Ages 12 and up (plus adults!)
The Cutting Season, by Attica Locke. Dennis Lehane Books/Harper Perennial
As our luck would have it, one of the best murder mysteries and historically resonant books of the past year is just out in paperback. Attica Locke’s The Cutting Season (she was indeed named for the famous prison uprising) was a bestseller and has the imprimatur of belonging to Dennis Lehane’s new line of books. It’s easy to see why. Set on the restored antebellum Louisiana plantation of La Belle Vie—slave cabins and all– it’s managed, with understandable ambivalence by Caren Gray, daughter of the plantation’s former cook and a law school dropout thanks to her father’s focus on his second, legitimate family.

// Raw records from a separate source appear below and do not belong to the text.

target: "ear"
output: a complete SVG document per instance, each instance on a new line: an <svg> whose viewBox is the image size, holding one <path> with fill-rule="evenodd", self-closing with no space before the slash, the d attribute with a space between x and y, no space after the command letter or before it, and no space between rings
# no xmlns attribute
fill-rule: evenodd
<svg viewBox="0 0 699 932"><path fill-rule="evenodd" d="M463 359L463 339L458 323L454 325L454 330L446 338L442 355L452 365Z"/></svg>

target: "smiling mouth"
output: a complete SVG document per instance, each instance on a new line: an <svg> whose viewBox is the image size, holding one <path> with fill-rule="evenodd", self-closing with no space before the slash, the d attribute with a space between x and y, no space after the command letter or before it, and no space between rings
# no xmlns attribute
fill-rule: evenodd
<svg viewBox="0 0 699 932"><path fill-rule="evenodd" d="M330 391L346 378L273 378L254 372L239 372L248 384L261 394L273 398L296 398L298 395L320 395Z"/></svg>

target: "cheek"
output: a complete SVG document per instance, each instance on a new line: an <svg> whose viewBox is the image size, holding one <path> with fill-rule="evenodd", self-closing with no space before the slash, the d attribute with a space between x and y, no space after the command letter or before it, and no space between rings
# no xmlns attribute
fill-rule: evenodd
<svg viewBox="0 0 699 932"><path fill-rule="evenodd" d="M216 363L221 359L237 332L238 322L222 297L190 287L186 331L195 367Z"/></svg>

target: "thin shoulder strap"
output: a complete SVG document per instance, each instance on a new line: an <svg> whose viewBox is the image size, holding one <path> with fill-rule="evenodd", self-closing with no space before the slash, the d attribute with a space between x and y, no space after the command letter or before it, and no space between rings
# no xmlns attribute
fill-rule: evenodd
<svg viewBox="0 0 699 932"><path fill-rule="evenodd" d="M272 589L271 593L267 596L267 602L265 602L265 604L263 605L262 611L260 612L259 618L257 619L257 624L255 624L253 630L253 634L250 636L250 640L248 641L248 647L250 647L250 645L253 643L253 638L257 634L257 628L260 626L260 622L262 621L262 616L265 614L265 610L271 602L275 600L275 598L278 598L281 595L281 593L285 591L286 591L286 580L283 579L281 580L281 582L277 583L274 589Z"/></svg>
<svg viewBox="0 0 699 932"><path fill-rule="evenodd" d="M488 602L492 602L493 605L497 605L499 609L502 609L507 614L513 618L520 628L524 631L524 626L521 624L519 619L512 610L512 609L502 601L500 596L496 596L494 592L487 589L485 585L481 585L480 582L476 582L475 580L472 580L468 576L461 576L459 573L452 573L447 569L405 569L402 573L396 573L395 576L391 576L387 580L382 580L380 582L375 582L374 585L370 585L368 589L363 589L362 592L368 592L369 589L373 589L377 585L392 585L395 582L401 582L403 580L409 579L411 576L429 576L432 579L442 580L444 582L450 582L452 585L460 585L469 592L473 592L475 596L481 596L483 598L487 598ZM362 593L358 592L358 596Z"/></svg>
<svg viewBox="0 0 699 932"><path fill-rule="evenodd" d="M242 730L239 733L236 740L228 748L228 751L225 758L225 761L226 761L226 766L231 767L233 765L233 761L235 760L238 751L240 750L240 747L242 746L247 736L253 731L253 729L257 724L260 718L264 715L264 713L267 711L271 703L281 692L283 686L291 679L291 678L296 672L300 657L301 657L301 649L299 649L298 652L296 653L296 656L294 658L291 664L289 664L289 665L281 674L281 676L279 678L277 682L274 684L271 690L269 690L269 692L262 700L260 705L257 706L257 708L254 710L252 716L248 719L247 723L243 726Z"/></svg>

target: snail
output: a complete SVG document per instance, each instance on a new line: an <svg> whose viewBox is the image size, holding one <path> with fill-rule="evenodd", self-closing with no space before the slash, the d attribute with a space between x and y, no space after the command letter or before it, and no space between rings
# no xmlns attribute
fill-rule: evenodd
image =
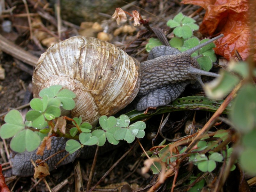
<svg viewBox="0 0 256 192"><path fill-rule="evenodd" d="M218 74L200 69L196 59L190 55L223 36L221 34L182 52L170 47L156 47L150 51L148 60L140 64L110 43L91 37L70 37L52 45L41 56L33 76L33 95L38 97L41 90L51 85L62 85L76 95L76 107L71 111L71 116L81 115L83 121L93 126L100 116L114 114L136 96L139 98L136 106L138 110L168 105L189 84L198 81L203 85L201 75L218 76ZM57 144L55 150L65 147L64 141L53 140L52 144L61 143ZM12 159L14 174L33 173L33 166L28 168L28 164L35 152L25 153L26 155L18 154ZM44 157L50 153L46 150ZM56 163L53 159L49 161ZM70 159L69 162L74 159ZM47 163L51 170L53 164L49 161ZM25 167L26 173L22 171Z"/></svg>

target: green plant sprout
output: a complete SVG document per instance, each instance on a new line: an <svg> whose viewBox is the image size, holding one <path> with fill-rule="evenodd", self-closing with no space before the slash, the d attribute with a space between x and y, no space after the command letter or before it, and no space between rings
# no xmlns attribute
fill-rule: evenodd
<svg viewBox="0 0 256 192"><path fill-rule="evenodd" d="M26 150L34 150L50 132L55 132L57 136L61 136L60 132L65 133L65 131L60 127L57 127L58 129L56 131L54 128L58 127L58 118L61 115L61 108L70 110L75 107L75 93L62 89L61 85L57 85L43 89L39 95L42 99L36 98L31 101L30 104L32 109L27 113L27 121L25 123L20 112L16 110L10 111L4 118L6 123L0 128L0 136L3 139L12 138L10 146L14 151L22 153ZM135 137L142 138L145 135L145 123L138 121L130 125L130 120L125 115L122 115L117 118L101 116L99 121L102 129L95 129L92 132L92 126L88 122L82 122L81 116L65 118L65 121L71 121L75 126L69 131L70 137L77 137L79 133L78 138L81 143L74 139L67 141L66 148L70 154L84 146L97 144L102 146L106 139L110 143L117 145L120 140L124 140L130 143Z"/></svg>
<svg viewBox="0 0 256 192"><path fill-rule="evenodd" d="M140 121L130 125L130 120L125 115L121 115L119 118L113 116L108 118L106 116L103 116L100 118L99 123L102 129L96 129L91 133L80 133L79 140L81 144L74 140L67 141L66 150L71 154L84 145L97 144L102 146L107 140L113 145L118 144L120 140L124 140L131 143L135 140L135 137L142 138L145 135L144 130L146 128L146 124Z"/></svg>
<svg viewBox="0 0 256 192"><path fill-rule="evenodd" d="M193 37L193 31L199 28L198 25L194 23L196 21L193 19L184 16L182 13L176 15L173 20L170 20L167 22L167 25L171 28L174 28L173 33L175 36L169 41L170 45L178 49L181 52L189 49L201 44L209 39L205 39L200 41L197 37ZM153 47L163 44L157 39L151 37L148 43L146 46L147 51L149 52ZM201 69L209 71L212 67L212 63L215 62L217 58L212 48L215 45L212 43L193 53L191 56L199 54L203 56L197 59Z"/></svg>
<svg viewBox="0 0 256 192"><path fill-rule="evenodd" d="M205 85L205 92L209 97L220 99L234 88L241 86L229 114L235 128L241 135L239 161L242 167L252 175L256 174L256 87L252 79L256 77L256 69L249 69L249 63L230 62L220 76Z"/></svg>
<svg viewBox="0 0 256 192"><path fill-rule="evenodd" d="M213 138L220 138L223 141L228 138L228 133L225 130L220 130L216 132ZM219 144L217 141L212 141L207 142L203 140L209 138L208 135L206 135L197 144L197 148L193 150L192 153L189 155L189 161L196 165L198 169L203 172L212 172L215 169L217 163L223 163L223 160L225 159L226 163L229 160L233 148L229 148L228 145L226 146L226 150L222 150L220 153L213 151L214 149L217 147ZM167 145L164 148L159 150L157 152L157 155L153 155L151 157L151 158L157 158L161 160L163 163L166 164L168 168L169 165L175 162L177 159L176 156L178 154L182 155L187 148L186 147L183 148L180 147L178 152L172 152L172 154L170 152L170 148L172 148L170 145L172 144L171 143ZM159 145L162 145L164 143L161 143ZM198 151L198 152L197 152ZM226 155L226 151L227 155ZM208 156L205 155L207 152ZM152 152L148 153L150 155ZM152 165L150 167L154 174L159 172L158 170L161 169L161 164L159 162L155 162L156 166ZM156 168L156 167L157 169ZM233 165L230 171L232 171L236 168L236 166Z"/></svg>
<svg viewBox="0 0 256 192"><path fill-rule="evenodd" d="M173 33L179 37L188 39L192 36L193 30L198 30L199 26L195 23L196 21L190 17L180 12L173 18L167 22L167 25L174 28Z"/></svg>

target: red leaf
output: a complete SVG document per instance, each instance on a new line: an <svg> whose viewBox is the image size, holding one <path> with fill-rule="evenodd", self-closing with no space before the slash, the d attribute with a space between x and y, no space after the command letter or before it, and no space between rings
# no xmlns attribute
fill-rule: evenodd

While the main part of La Belle Vie has become a party and wedding venue, a destination for tourists and school groups, and the background for a creaky historical enactment play that makes Gone Like the Wind seem progressive and unbigoted, 500 hundred of its acres have been leased to sugar cane harvesting company with dubious intentions. When one of the female cane workers shows up dead on the plantation side of the fence, it’s anyone’s guess how and why she got there. Caren, entangled in past and present romantic relationships and the mother of a young daughter who may know something about the crime, leaves the sheriff’s department in the dust as she seeks the answers. She knows that “below Belle Vie, its beauty was not to be trusted.” As the real villains emerge, she could not be more right. A stunning look at changing but anciently soul-mangling Southern race relations, it maintains its mystery to the end.